I have tried using a more recent version of spark (2.4.3) as well as putting the apparently missing graphframes jars directly into the jars directory without success.
Any advice on how to resolve this would be greatly appreciated. Thanks!
> sessionInfo()
R version 4.1.0 (2021-05-18)
Platform: x86_64-apple-darwin17.0 (64-bit)

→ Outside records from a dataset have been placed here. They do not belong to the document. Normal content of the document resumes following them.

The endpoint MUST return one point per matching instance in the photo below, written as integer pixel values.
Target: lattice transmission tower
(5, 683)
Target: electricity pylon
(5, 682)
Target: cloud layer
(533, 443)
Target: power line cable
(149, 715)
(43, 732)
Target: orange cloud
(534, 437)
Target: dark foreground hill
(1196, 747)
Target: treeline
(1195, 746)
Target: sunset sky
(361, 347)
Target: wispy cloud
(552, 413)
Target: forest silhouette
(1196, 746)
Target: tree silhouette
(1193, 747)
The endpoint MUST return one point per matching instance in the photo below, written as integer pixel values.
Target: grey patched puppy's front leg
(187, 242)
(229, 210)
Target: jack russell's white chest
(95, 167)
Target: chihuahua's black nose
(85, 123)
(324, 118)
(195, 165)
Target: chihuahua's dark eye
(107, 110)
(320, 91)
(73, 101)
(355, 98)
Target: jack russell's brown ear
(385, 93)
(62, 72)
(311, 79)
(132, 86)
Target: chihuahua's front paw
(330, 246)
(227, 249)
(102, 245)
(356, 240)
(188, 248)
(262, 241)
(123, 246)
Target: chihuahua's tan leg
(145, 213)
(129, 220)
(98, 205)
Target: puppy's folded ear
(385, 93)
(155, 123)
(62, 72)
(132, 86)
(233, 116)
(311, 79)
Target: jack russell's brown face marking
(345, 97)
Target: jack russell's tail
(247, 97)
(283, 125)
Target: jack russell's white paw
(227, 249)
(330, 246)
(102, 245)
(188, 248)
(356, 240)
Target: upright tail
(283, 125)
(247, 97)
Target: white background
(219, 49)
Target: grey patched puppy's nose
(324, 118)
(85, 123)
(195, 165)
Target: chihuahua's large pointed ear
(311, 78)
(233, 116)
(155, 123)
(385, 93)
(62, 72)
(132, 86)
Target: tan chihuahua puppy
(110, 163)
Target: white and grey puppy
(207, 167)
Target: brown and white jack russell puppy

Running under: macOS Big Sur 10.16
Matrix products: default
BLAS: /Library/Frameworks/R.framework/Versions/4.1/Resources/lib/libRblas.dylib
LAPACK: /Library/Frameworks/R.framework/Versions/4.1/Resources/lib/libRlapack.dylib
locale:
[1] en_US.UTF-8/en_US.UTF-8/en_US.UTF-8/C/en_US.UTF-8/en_US.UTF-8
attached base packages:
[1] stats graphics grDevices utils datasets methods base
other attached packages:
[1] dplyr_1.0.7 graphframes_0.1.2 sparklyr_1.7.0
loaded via a namespace (and not attached):
[1] pillar_1.6.2 compiler_4.1.0 BiocManager_1.30.16
[4] dbplyr_2.1.1 prettyunits_1.1.1 remotes_2.4.0
[7] r2d3_0.2.5 base64enc_0.1-3 tools_4.1.0
[10] pkgbuild_1.2.0 digest_0.6.27 jsonlite_1.7.2
[13] lifecycle_1.0.0 tibble_3.1.3 pkgconfig_2.0.3
[16] rlang_0.4.11 cli_3.0.1 DBI_1.1.1
[19] rstudioapi_0.13 curl_4.3.2 yaml_2.2.1
[22] parallel_4.1.0 withr_2.4.2 httr_1.4.2
[25] generics_0.1.0 vctrs_0.3.8 htmlwidgets_1.5.3
[28] askpass_1.1 rappdirs_0.3.3 rprojroot_2.0.2
[31] tidyselect_1.1.1 glue_1.4.2 forge_0.2.0
[34] R6_2.5.0 processx_3.5.2 fansi_0.5.0
[37] callr_3.7.0 purrr_0.3.4 tidyr_1.1.3
[40] magrittr_2.0.1 ps_1.6.0 ellipsis_0.3.2
[43] htmltools_0.5.1.1 assertthat_0.2.1 config_0.3.1
[46] utf8_1.2.2 openssl_1.4.4 crayon_1.4.1
The problem seems to be that the default repos (https://repo1.maven.org and http://dl.bintray.com), that sparklyr tries to install graphframes from, do not host the graphframes jars anymore.
This can be fixed that by adding "https://repos.spark-packages.org" to the list of repositories as done here.
Also the code can be updated to pull the latest version of graphframes (v0.8.1, Sep 2020), which works with Spark version 2.4 and higher, as done here.
I can provide a pull request if it seems worth incorporating these updates.